У нее уже билось сердце, у моей девочки. Она непременно походила бы на него: трагически темно-фиолетовые брови и сиреневатые веки.
Засмеяться от горя. Конечно, не вслух, про себя. Все, что есть истинного, – любовь, мука, боль, счастье, – все дышит, движется тайно от всех.
В той квартире, потерпевшей кораблекрушение, над ванной, в которой томилось уже пахнущее белье, он все-таки омыл лицо …капли влаги на счастливых губах… женская грудь в росе…

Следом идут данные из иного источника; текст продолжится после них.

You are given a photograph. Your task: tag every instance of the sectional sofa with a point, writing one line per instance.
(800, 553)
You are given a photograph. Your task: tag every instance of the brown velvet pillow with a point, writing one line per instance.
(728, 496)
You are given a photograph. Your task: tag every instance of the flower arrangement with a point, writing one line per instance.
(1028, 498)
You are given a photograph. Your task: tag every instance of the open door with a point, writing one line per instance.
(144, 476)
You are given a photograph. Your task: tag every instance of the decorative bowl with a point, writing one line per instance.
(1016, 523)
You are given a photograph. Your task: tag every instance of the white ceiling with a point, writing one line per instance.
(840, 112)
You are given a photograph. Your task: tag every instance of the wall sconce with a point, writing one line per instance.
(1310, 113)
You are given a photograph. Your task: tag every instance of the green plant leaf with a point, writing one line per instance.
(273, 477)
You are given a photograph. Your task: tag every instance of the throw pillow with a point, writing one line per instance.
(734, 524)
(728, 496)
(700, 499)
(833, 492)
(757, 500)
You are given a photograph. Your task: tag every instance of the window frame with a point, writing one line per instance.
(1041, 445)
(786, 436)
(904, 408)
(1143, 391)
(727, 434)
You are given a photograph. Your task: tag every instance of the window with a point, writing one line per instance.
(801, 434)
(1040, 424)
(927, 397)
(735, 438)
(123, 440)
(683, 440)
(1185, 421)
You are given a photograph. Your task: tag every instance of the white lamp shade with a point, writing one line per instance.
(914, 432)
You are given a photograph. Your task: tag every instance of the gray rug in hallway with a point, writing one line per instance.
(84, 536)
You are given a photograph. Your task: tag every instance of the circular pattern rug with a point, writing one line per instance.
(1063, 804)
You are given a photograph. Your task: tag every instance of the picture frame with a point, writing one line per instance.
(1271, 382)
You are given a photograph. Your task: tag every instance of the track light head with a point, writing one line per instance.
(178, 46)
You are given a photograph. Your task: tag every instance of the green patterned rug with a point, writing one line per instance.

– Я тебя люблю. (Кто кого? Кто кого?)
– Я тебя убью. (Кто кого? Кто кого?)
Его двойника, кажется, уже положили в землю. В майской земле, где сверху муравьи, чуть глубже – жуки, еще глубже – черви, лежит его двойник с поседевшими висками, с ввалившимися, как следы ступней на песке, синими щеками. Он уже под крышей земли, а душа его… Душа моей девочки, едва успевшая обрести плоть, была оторвана от нее, отодрана – что может быть страшнее такой казни? – отторгнута миром – о, муки обретения плоти и потери ее вот так – адски страшно – в самом начале…
Так можно сойти с ума. Упасть с него, как с балкона седьмого этажа.
Тогда мы сбежали по лестнице, как воры… «Ты стала еще красивее!» – на весь город, на всю землю прокричал он. А потом, уже в такси, прошептал: «Мы встречаемся с тобой раз в жизни».
Девочка, наверное, в это мгновение впервые прильнула бы маленьким ротиком к теплой материнской груди.
– Давай не будем об этом, – попросил он умоляющее, – сделай все, что надо в этих случаях, только больше не проси оставить и не говори об этом. Я дома от таких ситуаций измучился. Сколько раз отводил сам в больницу…»
Я вышла из кладбищенских ворот. Димы не было… Прислонившись спиной к березе, в шуме которой мне слышались приглушенные голоса тех, кто лежал за оградой, и провожая взглядом бегущие мимо машины, я хотела заплакать. Но глаза точно засыпало сухим песком.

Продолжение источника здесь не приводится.